Ongeri, 49, is arguably the most senior-most Kenyan to have worked in the US financial sector, famously referred to as Wall Street.
According to his LinkedIn account, he boasts over 23 years in experience, 18 of them at Barclays.
He left his last job as a managing director responsible for global corporates at Barclays International, New York in July 2019 after eight years serving at the capacity he assumed in July 2011.
On February 20, 2019, it recorded a net asset value of over Ksh20.6 trillion ($20.52billion) as indicated in the firm’s strategic report on the performance review for the financial year 2018.
The young Ongeri’s journey to the helm of corporate America is a rather impressive one, comprising stints at other giant institutions.
“I have never thought of that really,” Ongeri conceded when asked if he knew he would make it to where he is by US magazine Lifestyle.
He seeks refuge in understanding the demands of his career and the moral belief in work and religious ethos of the Seventh Day Adventist Church is an alumnus of St Mary’s School, Nairobi, where he completed his “O” levels.
“My faith has been central in my life through the highs and lows,” Ongeri stated.
After St Mary’s, he landed a job at Kenya Savings and Mortgage, a housing finance entity that later shut down.
He is an alumnus of Moi Forces Academy in Nairobi where he completed his “A” levels, specialising in mathematics, geography and economics, and is a profound fan of the abolished 7-4-2-3 education curriculum that was scrapped by former President Daniel Toroitich Arap Moi in 1984.
“Don’t undervalue the skill sets you have accrued from learning in Kenya.

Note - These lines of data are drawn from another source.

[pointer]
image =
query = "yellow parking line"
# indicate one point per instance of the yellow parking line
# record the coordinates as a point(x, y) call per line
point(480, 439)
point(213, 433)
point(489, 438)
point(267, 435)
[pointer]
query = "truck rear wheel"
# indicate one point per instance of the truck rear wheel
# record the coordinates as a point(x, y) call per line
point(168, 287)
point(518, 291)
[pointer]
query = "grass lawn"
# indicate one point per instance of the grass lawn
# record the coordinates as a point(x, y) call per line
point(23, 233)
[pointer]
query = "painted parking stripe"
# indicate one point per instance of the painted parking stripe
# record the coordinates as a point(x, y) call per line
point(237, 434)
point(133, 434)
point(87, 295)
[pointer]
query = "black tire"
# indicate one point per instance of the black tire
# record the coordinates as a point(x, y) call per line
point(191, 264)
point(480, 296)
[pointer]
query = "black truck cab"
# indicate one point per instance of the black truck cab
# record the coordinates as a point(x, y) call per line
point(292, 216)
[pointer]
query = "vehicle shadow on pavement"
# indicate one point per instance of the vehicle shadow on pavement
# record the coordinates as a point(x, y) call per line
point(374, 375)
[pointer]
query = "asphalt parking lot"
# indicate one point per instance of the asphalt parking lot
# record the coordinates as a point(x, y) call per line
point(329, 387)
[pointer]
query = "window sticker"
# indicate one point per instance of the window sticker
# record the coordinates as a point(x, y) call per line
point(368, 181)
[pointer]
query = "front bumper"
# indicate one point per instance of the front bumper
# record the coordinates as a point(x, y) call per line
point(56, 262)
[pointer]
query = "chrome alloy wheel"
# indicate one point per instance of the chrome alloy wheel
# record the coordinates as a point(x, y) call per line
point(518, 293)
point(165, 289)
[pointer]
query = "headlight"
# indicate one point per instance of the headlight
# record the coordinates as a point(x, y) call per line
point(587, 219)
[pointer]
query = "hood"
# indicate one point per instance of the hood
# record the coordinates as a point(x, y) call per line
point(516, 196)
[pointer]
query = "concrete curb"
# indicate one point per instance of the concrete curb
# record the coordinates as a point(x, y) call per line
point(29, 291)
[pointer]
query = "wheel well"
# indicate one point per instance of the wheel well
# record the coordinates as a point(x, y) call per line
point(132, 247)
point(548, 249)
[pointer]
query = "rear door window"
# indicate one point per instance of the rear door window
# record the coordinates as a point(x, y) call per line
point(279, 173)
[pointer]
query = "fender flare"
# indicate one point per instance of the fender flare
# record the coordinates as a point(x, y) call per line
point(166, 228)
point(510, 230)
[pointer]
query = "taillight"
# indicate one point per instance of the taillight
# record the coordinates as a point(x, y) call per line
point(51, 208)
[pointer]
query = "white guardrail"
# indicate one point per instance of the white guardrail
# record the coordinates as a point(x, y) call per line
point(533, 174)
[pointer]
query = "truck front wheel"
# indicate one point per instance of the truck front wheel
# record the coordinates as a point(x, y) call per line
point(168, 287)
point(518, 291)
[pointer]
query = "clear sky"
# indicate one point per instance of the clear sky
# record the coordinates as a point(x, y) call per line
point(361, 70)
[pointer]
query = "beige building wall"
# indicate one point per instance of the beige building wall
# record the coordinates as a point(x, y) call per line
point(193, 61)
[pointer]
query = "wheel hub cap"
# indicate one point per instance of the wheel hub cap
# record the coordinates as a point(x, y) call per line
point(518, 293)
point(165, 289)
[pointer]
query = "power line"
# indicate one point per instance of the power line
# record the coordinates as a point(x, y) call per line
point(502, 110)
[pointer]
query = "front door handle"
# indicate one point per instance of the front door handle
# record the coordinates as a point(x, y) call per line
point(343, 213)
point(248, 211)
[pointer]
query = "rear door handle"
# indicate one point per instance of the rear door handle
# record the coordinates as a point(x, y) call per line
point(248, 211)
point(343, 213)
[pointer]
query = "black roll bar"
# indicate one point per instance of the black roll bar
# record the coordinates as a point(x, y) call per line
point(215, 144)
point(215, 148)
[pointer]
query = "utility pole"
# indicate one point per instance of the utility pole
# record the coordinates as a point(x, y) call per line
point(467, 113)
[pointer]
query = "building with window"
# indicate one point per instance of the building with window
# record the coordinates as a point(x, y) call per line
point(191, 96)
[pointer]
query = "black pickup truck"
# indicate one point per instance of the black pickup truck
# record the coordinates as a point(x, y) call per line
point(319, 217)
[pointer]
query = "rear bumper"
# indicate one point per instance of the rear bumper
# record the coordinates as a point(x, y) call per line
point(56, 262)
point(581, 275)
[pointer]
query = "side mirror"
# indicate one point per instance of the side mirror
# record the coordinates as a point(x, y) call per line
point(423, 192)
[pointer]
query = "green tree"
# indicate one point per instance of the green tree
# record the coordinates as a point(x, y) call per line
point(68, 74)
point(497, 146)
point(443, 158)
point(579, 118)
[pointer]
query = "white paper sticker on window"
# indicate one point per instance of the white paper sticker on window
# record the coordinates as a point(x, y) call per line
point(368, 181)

These, coupled with the experience I had at the firm, gave me the essential skill sets to pursue finance,” he told Lifestyle.
Ongeri joined the National Youth Service in Gilgil, at a time when it was compulsory before advancing to university. He credits his stint at the NYS for the relationships he built and exposure to fellow Kenyans.

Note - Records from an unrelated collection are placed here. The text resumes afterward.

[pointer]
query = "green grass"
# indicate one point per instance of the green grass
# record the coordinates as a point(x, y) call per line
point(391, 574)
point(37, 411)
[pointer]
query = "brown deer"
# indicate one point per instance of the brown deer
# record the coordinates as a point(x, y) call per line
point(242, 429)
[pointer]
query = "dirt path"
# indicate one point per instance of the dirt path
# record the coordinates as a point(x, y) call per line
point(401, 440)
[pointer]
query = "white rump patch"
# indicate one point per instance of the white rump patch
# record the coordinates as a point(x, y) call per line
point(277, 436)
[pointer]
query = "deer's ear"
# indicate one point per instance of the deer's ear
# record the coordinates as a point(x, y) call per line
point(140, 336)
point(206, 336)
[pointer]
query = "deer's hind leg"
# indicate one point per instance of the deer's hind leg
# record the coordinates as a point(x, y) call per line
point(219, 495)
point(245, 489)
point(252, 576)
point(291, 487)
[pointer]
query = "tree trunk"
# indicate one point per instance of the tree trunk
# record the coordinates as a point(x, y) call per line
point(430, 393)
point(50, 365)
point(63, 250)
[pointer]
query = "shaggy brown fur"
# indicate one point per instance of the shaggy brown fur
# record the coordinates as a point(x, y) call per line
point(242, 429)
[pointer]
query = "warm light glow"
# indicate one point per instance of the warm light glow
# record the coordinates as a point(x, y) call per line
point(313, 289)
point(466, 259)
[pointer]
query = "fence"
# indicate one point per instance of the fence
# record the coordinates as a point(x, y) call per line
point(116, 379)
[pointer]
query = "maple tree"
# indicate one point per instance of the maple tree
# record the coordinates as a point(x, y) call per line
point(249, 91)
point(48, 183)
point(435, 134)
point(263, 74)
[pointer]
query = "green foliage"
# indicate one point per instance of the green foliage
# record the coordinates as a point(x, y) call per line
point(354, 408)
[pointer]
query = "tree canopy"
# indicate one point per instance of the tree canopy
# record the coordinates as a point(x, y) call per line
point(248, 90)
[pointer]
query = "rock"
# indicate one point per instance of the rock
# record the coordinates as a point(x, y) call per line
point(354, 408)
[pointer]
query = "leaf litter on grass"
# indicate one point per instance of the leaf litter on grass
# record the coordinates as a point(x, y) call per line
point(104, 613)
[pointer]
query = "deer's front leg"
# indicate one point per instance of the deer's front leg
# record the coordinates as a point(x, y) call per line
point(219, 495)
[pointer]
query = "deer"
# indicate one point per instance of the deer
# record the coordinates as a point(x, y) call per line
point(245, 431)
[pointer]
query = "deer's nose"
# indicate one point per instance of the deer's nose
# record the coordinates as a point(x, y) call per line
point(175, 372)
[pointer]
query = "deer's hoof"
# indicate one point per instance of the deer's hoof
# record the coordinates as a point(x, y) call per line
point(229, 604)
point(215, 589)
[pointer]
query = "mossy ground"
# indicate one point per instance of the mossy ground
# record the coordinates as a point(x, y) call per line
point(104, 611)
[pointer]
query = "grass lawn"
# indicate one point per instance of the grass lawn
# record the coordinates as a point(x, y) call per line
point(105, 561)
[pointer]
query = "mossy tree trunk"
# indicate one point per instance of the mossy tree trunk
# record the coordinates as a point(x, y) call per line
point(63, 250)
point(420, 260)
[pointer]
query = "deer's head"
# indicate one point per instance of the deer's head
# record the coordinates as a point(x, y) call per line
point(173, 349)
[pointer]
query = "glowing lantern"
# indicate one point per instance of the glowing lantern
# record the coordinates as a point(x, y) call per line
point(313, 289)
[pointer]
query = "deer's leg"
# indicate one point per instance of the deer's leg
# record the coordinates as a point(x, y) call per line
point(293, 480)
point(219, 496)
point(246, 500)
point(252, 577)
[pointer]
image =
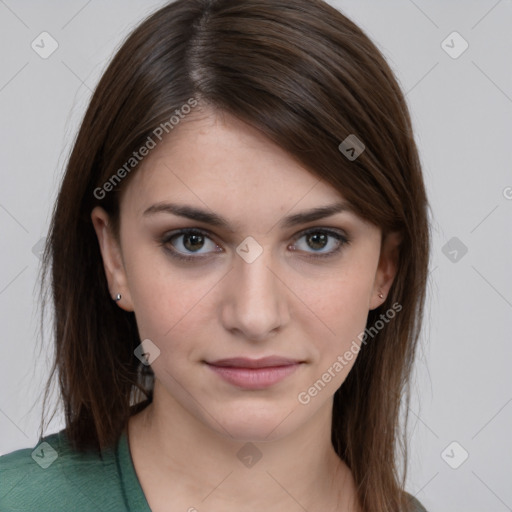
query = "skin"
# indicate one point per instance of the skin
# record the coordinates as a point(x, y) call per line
point(286, 302)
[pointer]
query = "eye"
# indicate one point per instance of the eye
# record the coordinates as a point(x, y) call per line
point(323, 242)
point(189, 241)
point(193, 244)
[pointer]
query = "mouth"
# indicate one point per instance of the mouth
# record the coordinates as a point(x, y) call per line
point(246, 373)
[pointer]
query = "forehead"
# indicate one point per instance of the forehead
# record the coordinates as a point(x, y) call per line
point(215, 160)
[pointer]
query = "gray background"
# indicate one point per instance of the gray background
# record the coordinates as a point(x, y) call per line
point(462, 113)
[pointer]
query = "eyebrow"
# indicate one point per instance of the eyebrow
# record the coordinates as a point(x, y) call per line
point(216, 220)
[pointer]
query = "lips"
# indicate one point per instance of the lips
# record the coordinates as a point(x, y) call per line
point(253, 374)
point(245, 362)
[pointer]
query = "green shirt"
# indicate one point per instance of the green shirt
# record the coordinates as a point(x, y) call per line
point(51, 477)
point(71, 481)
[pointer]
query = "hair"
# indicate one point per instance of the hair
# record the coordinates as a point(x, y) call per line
point(307, 77)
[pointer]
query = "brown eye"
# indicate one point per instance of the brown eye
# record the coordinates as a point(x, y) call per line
point(321, 242)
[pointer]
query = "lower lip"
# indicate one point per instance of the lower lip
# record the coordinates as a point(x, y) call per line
point(254, 378)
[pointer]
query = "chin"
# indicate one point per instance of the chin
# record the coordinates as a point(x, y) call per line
point(251, 423)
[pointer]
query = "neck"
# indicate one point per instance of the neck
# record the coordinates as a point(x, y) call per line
point(204, 469)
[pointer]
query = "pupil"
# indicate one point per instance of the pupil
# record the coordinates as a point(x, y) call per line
point(318, 238)
point(197, 242)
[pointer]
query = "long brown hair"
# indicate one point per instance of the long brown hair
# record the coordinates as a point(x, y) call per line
point(307, 77)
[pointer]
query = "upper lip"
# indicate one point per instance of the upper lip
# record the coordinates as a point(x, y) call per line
point(264, 362)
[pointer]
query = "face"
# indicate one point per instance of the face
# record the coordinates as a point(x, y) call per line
point(250, 303)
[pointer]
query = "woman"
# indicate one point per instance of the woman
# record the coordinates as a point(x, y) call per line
point(238, 258)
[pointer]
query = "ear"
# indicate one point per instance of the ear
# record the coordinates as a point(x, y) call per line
point(387, 267)
point(112, 258)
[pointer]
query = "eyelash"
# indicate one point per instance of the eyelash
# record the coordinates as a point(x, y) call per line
point(342, 239)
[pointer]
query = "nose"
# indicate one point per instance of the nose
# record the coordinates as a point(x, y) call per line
point(254, 299)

He was drafted to join Kenyatta University in September 1988 but later received an admission letter from Howard University in the US.
Ongeri was drawn to the university because of its black population. He left Kenya in January 1989, to pursue a degree in business finance.
“I had these concepts of the US from the media. People were open and didn’t have qualms about speaking their minds. I just wasn’t used to that,” he stated, noting the cultural adjustments he had to make then.
To supplement the money he got from his parents, he served part-time at a petrol station in Washington DC, working what in the US is referred to as the graveyard shift, that is between 10 p.m. and 6 a.m.
He performed exceptionally well, earning a full scholarship from the university, easing the financial stress. In 1990, he interned or three months at then-Maryland Bank National Associates, later acquired by the Bank of America.
“This was my first introduction to corporate America. It opened my thinking to the idea that I could work on Wall Street,” he narrated. In 1991, he interned at JP Morgan, a financial behemoth in New York.
“Until then, Howard had taught me how to write a CV, how to dress and what to say. But at JP Morgan, I learned the things that you are not taught in school the business etiquette. For example, I learned how to dress and to show up on time,” he recounted.
In his senior year at Howard, he sought interviews and was the subject of offers from Goldman Sachs, JP Morgan and Merrill Lynch, probably among the largest financial entities in the world. He settled on Merrill Lynch.
He worked there for three years, starting in 1992 before he went back to school (Havard School of Business) in January 1996.
“Books have been written about surviving the year at Harvard. It is incredibly intense. You are taught to make decisions, stand by them and fight to succeed. Every night we were given assignments which we were required to present in front of colleagues the following morning. These are smart and opinionated. If you are mediocre, you get exposed quickly,” Ongeri stated.
After graduation in 1997, he got a job at JP Morgan and was placed at its African Branch in Johannesburg, South Africa.
He worked at the firm’s capital markets division, servicing both local and international clients for four years before he left to work at Barclays in September 2001.
He served at the capacity of managing director responsible for the financial institution’s debt capital markets at Barclays Bank Plc in New York for seven years, till July 2009, when he was relocated to South Africa yet again.
While in the southern Africa country’s city of Johannesburg, he took up the role of managing director, head of global finance and risk solutions at Absa Capital, an affiliate of Barclays Capital, where he worked till July 2011 before he returned to New York as managing director in charge of corporate banking coverage at Barclays, a position he held till he left in August 2019.
Ngagaka Ongeri’s career is a true epitome of success to society and Kenya as a country.